B.C. Supreme Court Justice Brian MacKenzie lifted a stay of proceedings this week on the claim by two former Red Barn Market employees. It had been imposed when the former assistant manager, Matthew Schwabe, filed for bankruptcy on April 24, 2018.
Schwabe had a monthly deficit of $50 and his total debts amounted to $4,484.
“The very minor financial difficulty in which Mr. Schwabe found himself when he decided to file for bankruptcy three months after the plaintiffs filed their claim leads me to conclude that he is not an ‘honest unfortunate’ who should be ‘rewarded by a release of liability,’ if he is found to be responsible for capturing and disseminating the explicit images,” MacKenzie wrote in his judgment.
The former employees also asked for a court order for disclosure of documents, recordings and images from Saanich police, which was granted.
“The plaintiffs are very pleased with the court’s decision today, as it allows the case to move ahead. From the police records we hope to obtain a better understanding of how many other people were recorded,” Victoria lawyer Sean Hern said. “And with the bankruptcy stay lifted, we are looking forward to bringing our application to certify the case as a class proceeding.”

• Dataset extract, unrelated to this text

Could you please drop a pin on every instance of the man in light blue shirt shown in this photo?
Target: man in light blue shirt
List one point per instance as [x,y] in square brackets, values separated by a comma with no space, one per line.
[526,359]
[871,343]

The claim by Jennifer Burke and Mallory Colter alleges that on multiple occasions and over lengthy periods, Schwabe installed a video-recording device in the washroom near the grocery store’s produce section and recorded women when they used the toilet and in various stages of undress.
The surreptitious recordings, taken between 2009 and 2014, were posted online on a revenge-porn website and paired with screenshots from the women’s Facebook pages so viewers could identify them.
The claim alleges that this is a grievous and ongoing breach of their privacy for which Schwabe is responsible.
The women became aware of the images when Saanich police contacted them in February 2016. Burke was shown facial images of six other women. She recognized five as Red Barn Market employees and one as Schwabe’s former roommate.
In June 2016, Saanich police told Colter that Schwabe had been arrested for voyeurism and publication of intimate images without consent. He was released and no charges have been laid.
In January 2018, Saanich police said nine victims had been identified.
“The matter is still under investigation and our detective office is still actively working on it,” said Sgt. Jereme Leslie.
Affidavit evidence filed by the women suggest Schwabe made sexist remarks and inappropriate comments about women’s bodies in the workplace. Another former employee said he exposed himself to her during an early-morning shift.
The women say they have suffered psychological harm, including significant anxiety.
Schwabe has said the plaintiffs’ efforts to link him to the breach of privacy events “are speculative at best.” He conceded he had been arrested but has not been charged, said MacKenzie.